Subhash Chandra Singh
Vs. Dheemant Singh & ANR. [2009] INSC 803 (20 April 2009)
Judgment
IN THE SUPREME COURT
OF INDIA CRIMINAL APPELLATE JURISDICTION CRIMINAL APPEAL NO. 787 OF 2009
(Arising out of SLP( Crl.) No. 3246 of 2008) Subhash Chandra Singh ..Appellant
versus Dheemant Singh & Anr. ..Respondents
Dr. ARIJIT PASAYAT,
J.
1.
Leave
granted.
2.
Challenge
in this appeal is to the order passed by a learned Single Judge of the
Allahabad High Court granting bail to the respondent No.1.
The appeal is by the
father of the Shobhna (hereinafter referred to as the `deceased') who was
married to the respondent No.1. It is stated that the death took place within
seven years of the marriage and it was unnatural death.
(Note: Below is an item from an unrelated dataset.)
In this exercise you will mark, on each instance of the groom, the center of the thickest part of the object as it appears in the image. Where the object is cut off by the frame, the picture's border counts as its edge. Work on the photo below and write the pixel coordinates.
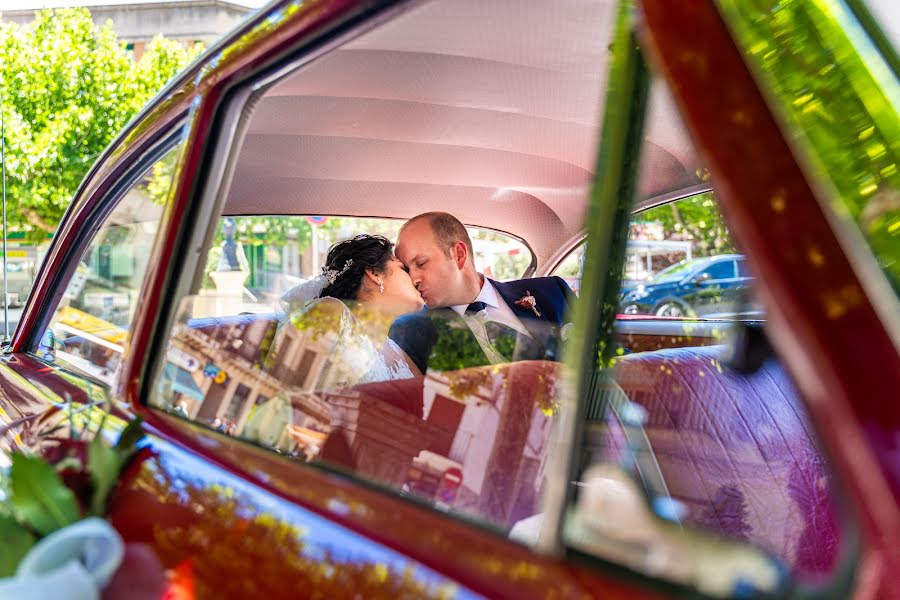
(470, 320)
The High Court by a
practically non-reasoned order granted bail. It is pointed out by learned
counsel for the appellant that no reason has been indicated for directing grant
of bail and even the conclusions are contradictory in terms.
3.
Learned
counsel for the respondent No. 1 on the other hand submitted that the bail was
granted on 30th October, 2007. There is no allegation that the accused
respondent No. 1 has misused the liberty after release on bail.
The charge sheet has
already been submitted and the investigation is over.
The accused was in
custody for more than five months.
4.
Even
a cursory perusal the High Court's order shows complete non- application of
mind. Though detailed examination of the evidence and elaborate documentation
of the merits of the case is to be avoided by the Court while passing orders on
bail applications, yet a court dealing with the bail application should be
satisfied as to whether there is a prima facie case, but exhaustive exploration
of the merits of the case is not necessary. The court dealing with the
application for bail is required to exercise its discretion in a judicious
manner and not as a matter of course.
5.
There
is a need to indicate in the order, reasons for prima facie concluding why bail
was being granted particularly where an accused was charged of having committed
a serious offence. It is necessary for the courts dealing with application for
bail to consider among other circumstances, the following factors also before
granting bail, they are:
1. The nature of
accusation and the severity of punishment in case of conviction and the nature
of supporting evidence;
2. Reasonable
apprehension of tampering of the witness or apprehension of threat to the
complainant;
3. Prima facie
satisfaction of the Court in support of the charge.
6.
Any
order dehors such reasons suffers from non-application of mind as was noted by
this Court, in Ram Govind Upadhyay v. Sudarshan Singh and Ors. [(2002) 3 SCC
598], Puran etc. v. Rambilas and Anr. etc. [(2001) 6 SCC 338)] and in Kalyan
Chandra Sarkar v. Rajesh Ranjan alias Pappu Yadav & Anr. [JT 2004 (3) SC
442].
7.
The
above position was highlighted by this Court in Anwari Begum v. Sher Mohd.
(2005(7) SCC 326).
8.
As
rightly submitted by the learned counsel for the appellant, the High Court's
order is a bundle of confusion. On one hand it is noted that there was no
dispute that the death had taken place within seven years of the marriage and
that it was unnatural death. Having said so, it is not understood as to how the
High Court observed that the provisions of Section 113(B) of the Indian
Evidence Act, 1872 (in short the `Evidence Act') are not applicable and this is
not a case punishable under Section 304 B IPC. That being so we set aside the
impugned order of the High Court and remit the matter to it for fresh
consideration and disposal by a reasoned order.
9.
The
Appeal is allowed.
...........................................J.
(Dr. ARIJIT PASAYAT)
...........................................J.